Diosgenin-induced protection against myocardial ischaemia-reperfusion injury is mediated by mitochondrial KATP channels in a rat model.
Perfusion. 2015 Oct ;30(7):565-71. Epub 2014 Dec 31. PMID: 25552273
OBJECTIVE: This study was aimed to evaluate the effects of diosgenin on myocardial ischaemia-reperfusion injury and the potential involvement of mitochondrial KATP (mitoKATP) channel and nitric oxide (NO) system blockades in this field.
MATERIALS AND METHODS: After isolation of hearts of male Wister rats, the study was conducted on control and diosgenin- receiving hearts in the presence or absence of 5-HD and L-NAME (as antagonists of mitoKATP channel and NO system, respectively) in an isolated buffer-perfused heart model. Global ischaemia was induced by 30-min occlusion of aortic flow followed by 90-min reperfusion. Cardiac haemodynamics were recorded throughout the experiment using a PowerLab data acquisition system.

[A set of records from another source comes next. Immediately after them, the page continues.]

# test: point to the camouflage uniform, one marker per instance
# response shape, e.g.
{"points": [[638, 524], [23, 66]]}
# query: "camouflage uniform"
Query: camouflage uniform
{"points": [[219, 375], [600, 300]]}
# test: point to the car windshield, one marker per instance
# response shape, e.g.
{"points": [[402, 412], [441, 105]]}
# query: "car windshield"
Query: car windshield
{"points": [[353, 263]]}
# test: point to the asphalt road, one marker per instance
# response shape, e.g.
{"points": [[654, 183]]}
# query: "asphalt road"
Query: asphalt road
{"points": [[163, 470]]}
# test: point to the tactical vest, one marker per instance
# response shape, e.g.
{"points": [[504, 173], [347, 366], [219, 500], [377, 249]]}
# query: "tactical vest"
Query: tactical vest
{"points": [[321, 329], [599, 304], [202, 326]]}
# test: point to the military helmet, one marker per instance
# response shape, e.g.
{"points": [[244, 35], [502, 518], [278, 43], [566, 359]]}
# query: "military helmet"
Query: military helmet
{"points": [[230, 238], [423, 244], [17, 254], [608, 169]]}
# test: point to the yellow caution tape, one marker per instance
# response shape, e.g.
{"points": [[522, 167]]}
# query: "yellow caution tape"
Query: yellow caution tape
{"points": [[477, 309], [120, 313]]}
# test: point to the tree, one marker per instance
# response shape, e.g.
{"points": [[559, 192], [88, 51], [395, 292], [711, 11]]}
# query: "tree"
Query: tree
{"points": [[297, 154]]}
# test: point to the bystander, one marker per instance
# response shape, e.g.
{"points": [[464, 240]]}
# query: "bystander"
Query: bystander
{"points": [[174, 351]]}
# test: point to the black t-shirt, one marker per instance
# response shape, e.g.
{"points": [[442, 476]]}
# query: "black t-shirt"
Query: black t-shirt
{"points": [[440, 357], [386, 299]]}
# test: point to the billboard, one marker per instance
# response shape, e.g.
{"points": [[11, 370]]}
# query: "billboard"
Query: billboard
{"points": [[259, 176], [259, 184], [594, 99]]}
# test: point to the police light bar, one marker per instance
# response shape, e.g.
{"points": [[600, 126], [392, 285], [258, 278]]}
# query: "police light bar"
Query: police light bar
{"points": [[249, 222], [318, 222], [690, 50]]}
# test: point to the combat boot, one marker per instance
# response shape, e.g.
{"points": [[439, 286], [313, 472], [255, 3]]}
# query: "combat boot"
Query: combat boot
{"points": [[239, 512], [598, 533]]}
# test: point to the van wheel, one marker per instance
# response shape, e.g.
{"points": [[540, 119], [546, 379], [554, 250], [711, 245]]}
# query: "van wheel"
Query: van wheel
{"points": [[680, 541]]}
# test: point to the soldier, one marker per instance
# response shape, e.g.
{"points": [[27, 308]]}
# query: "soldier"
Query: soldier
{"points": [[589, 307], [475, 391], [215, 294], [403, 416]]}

RESULTS: The levels of creatine kinase (CK-MB) and lactate dehydrogenase (LDH) in the coronary effluents were estimated colourimetrically. Diosgenin pre-administration significantly decreased the release of LDH and CK-MD into the coronary effluent as compared the with the control group (P<0.05). The left ventricular developed pressure (LVDP) and contractility (± dP/dt) were significantly improved and restored to pre-ischaemic values in the diosgenin-receiving group (P<0.05). There were no significant differences in left ventricular end-diastolic pressure, coronary flow and heart rate between the control and diosgenin-treated groups during the pre-ischaemic and reperfusion periods. Blocking the mitoKATP channels by 5-HD completely eliminated the positive effect of the diosgenin on the LVDP and± dP/dt (P<0.05). However, blocking the NO system by L-NAME slightly reduced the diosgenin effects and the inhibitory effect of L-NAME was less than 5-HD.
CONCLUSION: The results showed that diosgenin may have cardioprotective effects against myocardial reperfusion injury through activating the mitoKATP channels.